I sit straight up in bed, turning to look at his face. Why I want to scream, but I contain myself. He continues with his apology.

"I just thought maybe if I gave them what they wanted, they would leave us alone. That they would just go home. I didn't realize how distraught it would make you- you know I don't exactly like making you upset. Actually it's on my least favorite things to do list." He recovers from the slight side track.

"I told them about the bakery. How I planned on rebuilding it, and how that was like the first time I had seen it since I've been back. All questions about you, about us, I ignored. I pretended I didn't hear them and just kept emphasizing the plans I had for the bakery."

He pauses, but I don't give him my insight.

"-They um, they want me to do go to the capitol and do a baking segment." My eyes grow wide in the night. Peeta notices, sitting up he puts his hands over mine. His eyes are looking directly into mine.

"I'm not going. I'm not leaving you here." And as if it was old routine, I wrap my arms around him tightly.

"I'm sorry Peeta. It's not your fault they are here."

He sighs in a relieved manner. We both lay our heads down- Peeta's on a pillow, and mine on his chest. After a while, I whisper his name to see if he is still awake.

"Peeta?" I whimper.

"Yes?"

"I want you to know that the entire time we were apart, I missed you. Every damn night. It wasn't just waves, it was constant. All the time. And meanwhile everything else was moving so fast, so quickly, and me... well I felt like I was just moving in slow motion I was moving in slow motion, and everything around me was moving so fast. I want you to know that when we were on the beach, I felt something. Something that was so strong and it was like a hunger. It wasn't a part of any strategy, it wasn't faked. I felt it in the first arena-when I knew that you were alive, and that together we could go home. I felt it when you came back, before you-"

I clear my throat. "-strangled me. I don't want to keep secrets from you."

I prop myself up onto an elbow, with a serious expression I say,

"The other night you mumbled something in your sleep."

Completely taken off guard by my entire confession, it takes him a minute for it to click with him.

"What'd I say?"

I can't tell him, but I have to now. I brought it up, but how do you tell someone that subconsciously they confessed their love for you? So I don't say it with words, at least not right away. There's a fire burning inside of me and I let it have oxygen for the first time in a long time. Peeta is looking so curiously at me.

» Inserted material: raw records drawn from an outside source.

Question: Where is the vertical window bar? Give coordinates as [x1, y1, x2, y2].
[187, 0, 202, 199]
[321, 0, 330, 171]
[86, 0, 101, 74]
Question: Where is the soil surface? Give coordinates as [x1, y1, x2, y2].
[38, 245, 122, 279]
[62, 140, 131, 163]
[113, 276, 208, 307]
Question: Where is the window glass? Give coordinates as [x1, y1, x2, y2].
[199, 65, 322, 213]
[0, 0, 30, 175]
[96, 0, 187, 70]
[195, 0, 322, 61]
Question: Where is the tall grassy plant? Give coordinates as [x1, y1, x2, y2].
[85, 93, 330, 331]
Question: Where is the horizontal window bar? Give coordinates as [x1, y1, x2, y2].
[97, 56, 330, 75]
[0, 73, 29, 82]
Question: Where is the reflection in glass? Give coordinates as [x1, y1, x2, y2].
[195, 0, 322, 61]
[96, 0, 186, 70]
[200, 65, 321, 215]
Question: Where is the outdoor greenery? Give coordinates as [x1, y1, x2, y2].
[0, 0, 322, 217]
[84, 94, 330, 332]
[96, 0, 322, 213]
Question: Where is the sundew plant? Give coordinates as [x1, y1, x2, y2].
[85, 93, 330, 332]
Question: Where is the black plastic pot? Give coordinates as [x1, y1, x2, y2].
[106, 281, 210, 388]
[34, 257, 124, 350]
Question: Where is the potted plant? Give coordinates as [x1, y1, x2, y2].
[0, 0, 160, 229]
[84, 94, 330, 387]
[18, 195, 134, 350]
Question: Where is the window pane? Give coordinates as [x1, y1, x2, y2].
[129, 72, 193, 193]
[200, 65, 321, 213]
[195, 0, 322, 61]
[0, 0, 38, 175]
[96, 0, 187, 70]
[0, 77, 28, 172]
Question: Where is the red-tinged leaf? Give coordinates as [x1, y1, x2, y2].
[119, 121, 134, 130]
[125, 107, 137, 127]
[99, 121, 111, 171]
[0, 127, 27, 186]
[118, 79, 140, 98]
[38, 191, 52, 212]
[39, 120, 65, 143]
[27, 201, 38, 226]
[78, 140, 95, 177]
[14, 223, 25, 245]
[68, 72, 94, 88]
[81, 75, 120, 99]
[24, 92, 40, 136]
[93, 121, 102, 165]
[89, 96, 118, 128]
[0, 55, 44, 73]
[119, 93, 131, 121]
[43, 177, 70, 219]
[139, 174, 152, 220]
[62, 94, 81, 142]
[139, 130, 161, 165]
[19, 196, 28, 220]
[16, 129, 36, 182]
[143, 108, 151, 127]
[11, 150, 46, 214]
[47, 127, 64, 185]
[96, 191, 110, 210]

I lean over to him, letting my lips meet his for the first time in what seems like a lifetime. He's so bewildered. His lips register what is happening before his brain. He kisses me back, softly and eagerly-passionately. It's a kiss that finally isn't televised, in front of an audience, or for sponsors. It's real. We continue, just like this. I pull away though. Just in time to see his eyes flutter open, and a smile make its way across his face. I start apologizing, but he just shakes his head no. I put my head back to his chest and whisper:

"You said you loved me."

It gets real quiet. Probably contemplating the gravity of consequences the confession might cause, he finally speaks.

"I do. I don't think I ever really stopped. The capitol tried so very hard to make me hate you, but the feelings were buried so deeply inside- they just couldn't. I mean I guess they succeeded when I strangled you, but the longer I sat in that hospital bed- the longer I had time to think of you. It wasn't ever truly just you I was mad at; it was Haymitch, and President Snow, my family for not giving a crap if I came home or not…" He trails off.

"The capitol's hijacking just gave me a face of an enemy to hate- unfortunately it was yours."

"You never told me that."

"Prim knew. She knew…"

That names catches me off guard, I guess it's my turn to be de-railed tonight.